Thomas Bouchet s’intéresse évidemment aux insulteurs, qui viennent très majoritairement des extrémités des camps politiques, à leurs victimes, les groupes plus modérés, aux fonctions variées de l’insulte – rassembler un camp en stigmatisant un adversaire, mais aussi l’affaiblir et impressionner les élus qui pourraient le rallier ou le soutenir, ou encore, ralentir un débat et alerter l’opinion publique –, aux moyens les plus efficaces de provoquer l’adversaire – mettre en doute le patriotisme de l’adversaire, sa virilité, son courage et son honnêteté.

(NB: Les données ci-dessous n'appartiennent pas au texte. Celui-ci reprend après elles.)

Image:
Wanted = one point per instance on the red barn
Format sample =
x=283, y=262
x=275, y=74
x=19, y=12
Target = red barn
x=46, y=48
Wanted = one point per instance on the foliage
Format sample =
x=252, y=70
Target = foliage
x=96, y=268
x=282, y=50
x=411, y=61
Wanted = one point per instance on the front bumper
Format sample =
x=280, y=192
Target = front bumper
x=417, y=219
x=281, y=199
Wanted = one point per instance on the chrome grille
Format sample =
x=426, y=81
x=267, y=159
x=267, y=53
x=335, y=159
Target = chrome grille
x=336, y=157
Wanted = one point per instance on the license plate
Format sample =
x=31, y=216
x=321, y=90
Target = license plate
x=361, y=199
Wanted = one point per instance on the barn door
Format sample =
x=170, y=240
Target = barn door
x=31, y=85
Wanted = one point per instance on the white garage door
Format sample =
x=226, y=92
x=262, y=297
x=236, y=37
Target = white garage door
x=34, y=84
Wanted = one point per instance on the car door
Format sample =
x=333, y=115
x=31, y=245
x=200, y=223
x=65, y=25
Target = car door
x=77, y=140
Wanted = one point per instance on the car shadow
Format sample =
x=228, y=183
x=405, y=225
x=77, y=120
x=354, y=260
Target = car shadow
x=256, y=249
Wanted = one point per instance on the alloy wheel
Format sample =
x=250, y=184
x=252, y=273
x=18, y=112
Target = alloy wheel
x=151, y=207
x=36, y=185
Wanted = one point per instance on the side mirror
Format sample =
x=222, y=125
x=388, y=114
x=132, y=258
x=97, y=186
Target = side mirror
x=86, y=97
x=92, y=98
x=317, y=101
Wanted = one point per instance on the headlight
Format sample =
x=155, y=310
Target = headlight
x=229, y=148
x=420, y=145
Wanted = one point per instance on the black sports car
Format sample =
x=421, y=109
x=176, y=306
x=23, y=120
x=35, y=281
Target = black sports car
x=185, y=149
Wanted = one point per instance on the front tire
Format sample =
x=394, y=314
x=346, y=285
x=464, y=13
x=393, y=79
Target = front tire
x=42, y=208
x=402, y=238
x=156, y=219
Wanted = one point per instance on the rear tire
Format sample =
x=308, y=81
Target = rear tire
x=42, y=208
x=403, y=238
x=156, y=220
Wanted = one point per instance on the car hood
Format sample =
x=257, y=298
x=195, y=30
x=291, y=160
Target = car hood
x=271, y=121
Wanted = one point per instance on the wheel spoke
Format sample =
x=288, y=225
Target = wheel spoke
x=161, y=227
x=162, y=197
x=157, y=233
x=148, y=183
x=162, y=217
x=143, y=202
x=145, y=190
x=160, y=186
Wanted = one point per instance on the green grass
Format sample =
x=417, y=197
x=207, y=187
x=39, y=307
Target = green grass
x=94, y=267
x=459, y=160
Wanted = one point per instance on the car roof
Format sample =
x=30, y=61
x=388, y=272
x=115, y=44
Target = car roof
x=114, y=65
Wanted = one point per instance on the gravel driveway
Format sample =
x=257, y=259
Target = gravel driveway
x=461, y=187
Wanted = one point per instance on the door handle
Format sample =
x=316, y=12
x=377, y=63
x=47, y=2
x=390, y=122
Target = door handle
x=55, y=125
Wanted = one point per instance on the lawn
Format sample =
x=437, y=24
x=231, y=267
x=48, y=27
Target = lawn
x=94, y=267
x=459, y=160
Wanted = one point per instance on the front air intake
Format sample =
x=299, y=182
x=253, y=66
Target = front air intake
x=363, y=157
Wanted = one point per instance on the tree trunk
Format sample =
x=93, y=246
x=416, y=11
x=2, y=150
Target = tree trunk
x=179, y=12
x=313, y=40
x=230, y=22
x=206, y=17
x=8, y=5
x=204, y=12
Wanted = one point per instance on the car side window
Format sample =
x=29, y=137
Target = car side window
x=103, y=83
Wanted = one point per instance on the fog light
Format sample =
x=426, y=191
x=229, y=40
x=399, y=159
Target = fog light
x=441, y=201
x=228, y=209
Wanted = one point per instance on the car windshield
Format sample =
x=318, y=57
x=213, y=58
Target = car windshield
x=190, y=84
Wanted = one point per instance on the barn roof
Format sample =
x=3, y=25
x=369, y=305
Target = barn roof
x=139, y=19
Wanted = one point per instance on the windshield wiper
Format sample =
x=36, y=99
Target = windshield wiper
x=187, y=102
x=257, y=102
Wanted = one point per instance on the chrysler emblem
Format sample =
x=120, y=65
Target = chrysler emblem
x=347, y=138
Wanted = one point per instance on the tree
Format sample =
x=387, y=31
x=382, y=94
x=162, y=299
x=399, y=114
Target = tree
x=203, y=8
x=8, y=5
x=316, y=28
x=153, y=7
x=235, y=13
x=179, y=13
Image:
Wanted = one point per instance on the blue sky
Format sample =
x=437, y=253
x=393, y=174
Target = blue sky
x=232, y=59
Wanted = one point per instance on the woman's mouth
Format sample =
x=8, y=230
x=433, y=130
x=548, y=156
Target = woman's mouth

L’historien interroge également les sources pour distinguer les modalités selon lesquelles les insultés réagissent et la plus ou moins grande efficacité de celles-ci : se montrer indifférent, opposer la moquerie ou l’insulte à l’insulte, dénoncer la violence de l’ennemi politique, utiliser les sanctions prévues dans le règlement des assemblées.

Enfin, constatant une tendance à l’effacement de l’insulte depuis un demi-siècle, il se demande si cette raréfaction manifeste la diminution des sujets qui fâchent vraiment où s’il ne s’agit que d’un déplacement de l’insulte hors de l’enceinte du Palais Bourbon, vers de nouveaux lieux de l’insulte politique que sont la presse ou la télévision. L’auteur en appelle également à d’autres études sur les violences dans des espaces moins connus, comme les commissions parlementaires de l’Assemblée ou encore le Sénat, considéré (à tort ?) comme un lieu peuplé d’élus plus calmes   .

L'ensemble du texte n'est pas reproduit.